Lao Khrang

Total population
- 53,000

Regions with significant populations
- Thailand

Languages
- Lao, Thai

Religion
- Theravada Buddhism

Related ethnic groups
- Lao, Thai, other Tai groups.

= Lao Krang =

The Lao Khrang (ลาวครั่ง, , /th/; endonym: /lo/) are a sub-group of the Lao ethnic group. Also known as the Tai Khrang (ไทครั่ง), they speak a dialect of the Lao language that is not too different from the modern Lao/Isan languages of Laos and Isan.

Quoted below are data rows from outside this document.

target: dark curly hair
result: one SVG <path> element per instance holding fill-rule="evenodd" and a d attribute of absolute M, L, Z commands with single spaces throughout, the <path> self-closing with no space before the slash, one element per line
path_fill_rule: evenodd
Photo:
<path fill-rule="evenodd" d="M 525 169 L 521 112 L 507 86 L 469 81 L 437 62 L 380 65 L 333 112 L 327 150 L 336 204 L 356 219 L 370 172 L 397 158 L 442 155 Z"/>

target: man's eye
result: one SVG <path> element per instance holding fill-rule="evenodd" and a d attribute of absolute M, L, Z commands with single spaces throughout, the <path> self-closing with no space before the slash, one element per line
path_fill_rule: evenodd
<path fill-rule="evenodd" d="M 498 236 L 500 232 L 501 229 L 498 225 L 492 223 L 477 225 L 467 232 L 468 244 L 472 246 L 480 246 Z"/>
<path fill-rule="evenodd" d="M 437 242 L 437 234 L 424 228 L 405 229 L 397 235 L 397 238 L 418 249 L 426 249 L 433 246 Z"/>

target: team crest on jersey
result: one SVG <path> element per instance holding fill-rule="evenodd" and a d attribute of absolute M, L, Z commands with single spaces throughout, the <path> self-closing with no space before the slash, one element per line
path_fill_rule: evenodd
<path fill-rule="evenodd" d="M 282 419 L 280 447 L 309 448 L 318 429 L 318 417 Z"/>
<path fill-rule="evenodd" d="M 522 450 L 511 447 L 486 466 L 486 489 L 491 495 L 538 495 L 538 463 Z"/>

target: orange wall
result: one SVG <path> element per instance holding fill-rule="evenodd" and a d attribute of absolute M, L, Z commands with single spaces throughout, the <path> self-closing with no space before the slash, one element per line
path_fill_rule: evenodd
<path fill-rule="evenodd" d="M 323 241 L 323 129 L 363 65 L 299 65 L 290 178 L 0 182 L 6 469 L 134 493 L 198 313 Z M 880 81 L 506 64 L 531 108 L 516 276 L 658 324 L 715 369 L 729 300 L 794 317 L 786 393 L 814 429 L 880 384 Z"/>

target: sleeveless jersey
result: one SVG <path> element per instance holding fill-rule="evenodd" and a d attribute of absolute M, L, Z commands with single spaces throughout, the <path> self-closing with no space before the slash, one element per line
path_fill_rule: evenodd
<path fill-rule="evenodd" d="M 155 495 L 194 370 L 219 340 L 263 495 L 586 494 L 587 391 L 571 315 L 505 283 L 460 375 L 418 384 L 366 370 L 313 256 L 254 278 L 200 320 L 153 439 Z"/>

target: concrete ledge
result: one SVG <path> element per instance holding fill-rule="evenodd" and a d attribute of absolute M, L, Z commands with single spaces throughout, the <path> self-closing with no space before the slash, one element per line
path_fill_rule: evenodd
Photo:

The Lao Khrang should not be confused with the Tai Khang (spelt the same as 'Thai Krang' in Thai) who are a closely related people inhabiting northeastern Laos.

==Location==
The Lao Khrang are spread out throughout Western and Central Thailand, especially the provinces of Phichit, Suphanburi, Uthai Thani, Chai Nat, Phitsanulok, Kamphaeng Phet, Nakhon Pathom and Nakhon Sawan.

==History==
The Lao Khrang are descendants of Lao people from Luang Prabang and Houaphanh provinces who were enslaved by invading Siamese soldiers after the fall of the last remnant kingdoms of Lan Xang. The Lao Khrang were settled in the rich farmlands of Central Thailand to work as farm labourers to increase food production for the army and capital. Aside from their geographic isolation, the cultural traits and language of the Lao Khrang give away their ancestors' traditional homeland.

==Religion and culture==
The Lao Khrang are Theravada Buddhists, but also maintain older animist beliefs. Especially revered is the tutelary spirit of the village, the hu chao nei. Traditional activities include farming, as well as making a red dye from beetles used to stain textiles, hence the namesake krang or 'lac'. Traditionally, marriages were only between members of the same group.